Gasoline Dominates Headlines, but Diesel Is the Real Challenge

By Published On: July 19, 2022Categories: Daily Market News & Insights, Diesel, Fuel Demand, Gasoline

It’s common for the mainstream media to comment on gasoline prices – something which impacts most consumers every day. But if you live outside the US and Canada, diesel might be the product you’d use more often. In the US, gasoline demand tends to be 2-2.5x higher than diesel demand; in the EU, diesel demand is 3x higher than gasoline demand. Worldwide, diesel tends to have a slight edge over gasoline, a trend which the IEA forecasts to continue for the next several years.

If you work in transportation or other fuel-intensive industries, diesel supplies and prices may be a common topic. If not, your focus may be on gasoline. Right now, however, diesel is becoming increasingly important no matter what end of the barrel you consume.

With refiners around the world maximizing their limited output, fuel supplies are beginning to improve. But diesel inventories are lagging far behind gasoline. Low gasoline demand has caused days of supply to improve significantly, pushing levels above the pre-COVID average and 2021 seasonal levels. Inventories aren’t quite back to the pre-COVID level, but they’re getting close.
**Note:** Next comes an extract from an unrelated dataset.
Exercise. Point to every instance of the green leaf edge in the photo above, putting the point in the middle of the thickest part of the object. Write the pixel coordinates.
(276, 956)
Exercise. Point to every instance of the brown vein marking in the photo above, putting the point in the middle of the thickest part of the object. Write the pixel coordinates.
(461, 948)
While gasoline supplies are improving, diesel remains far behind pre-COVID levels. Although stocks were close to the average last year, strong demand and increasing exports worldwide have drained US inventories. Days of supply remains below the pre-COVID range, and inventories are almost 30 million barrels below the average.
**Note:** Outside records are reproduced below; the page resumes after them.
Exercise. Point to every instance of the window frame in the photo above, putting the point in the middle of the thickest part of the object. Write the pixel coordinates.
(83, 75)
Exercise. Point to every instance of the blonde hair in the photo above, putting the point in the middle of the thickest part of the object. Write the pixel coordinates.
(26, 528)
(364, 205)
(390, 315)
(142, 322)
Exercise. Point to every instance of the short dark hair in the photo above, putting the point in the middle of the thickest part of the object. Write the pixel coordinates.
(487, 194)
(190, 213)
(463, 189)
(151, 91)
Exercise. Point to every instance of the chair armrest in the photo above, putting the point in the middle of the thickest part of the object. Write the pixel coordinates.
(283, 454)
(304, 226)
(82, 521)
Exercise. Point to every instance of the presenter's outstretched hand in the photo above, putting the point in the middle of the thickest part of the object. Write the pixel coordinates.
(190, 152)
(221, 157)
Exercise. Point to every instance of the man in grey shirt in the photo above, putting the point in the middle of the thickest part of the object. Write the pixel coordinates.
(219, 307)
Diesel days of supply inventory levels

Tight diesel supplies will ripple throughout the petroleum supply chain, becoming the main driver of high fuel prices. Refiners will try to catch up – creating plenty of gasoline as a by-product – but will struggle with finding enough capacity. European consumers will pay the highest price, since they consume so much diesel for personal consumption. US and Canadian consumers will see fewer challenges, but domestic transportation companies will be competing for tight diesel supplies. For buyers everywhere, tight diesel markets will keep upward pressure on all energy costs, impacting both energy prices and the price of goods transported by ship, plane, train, and truck.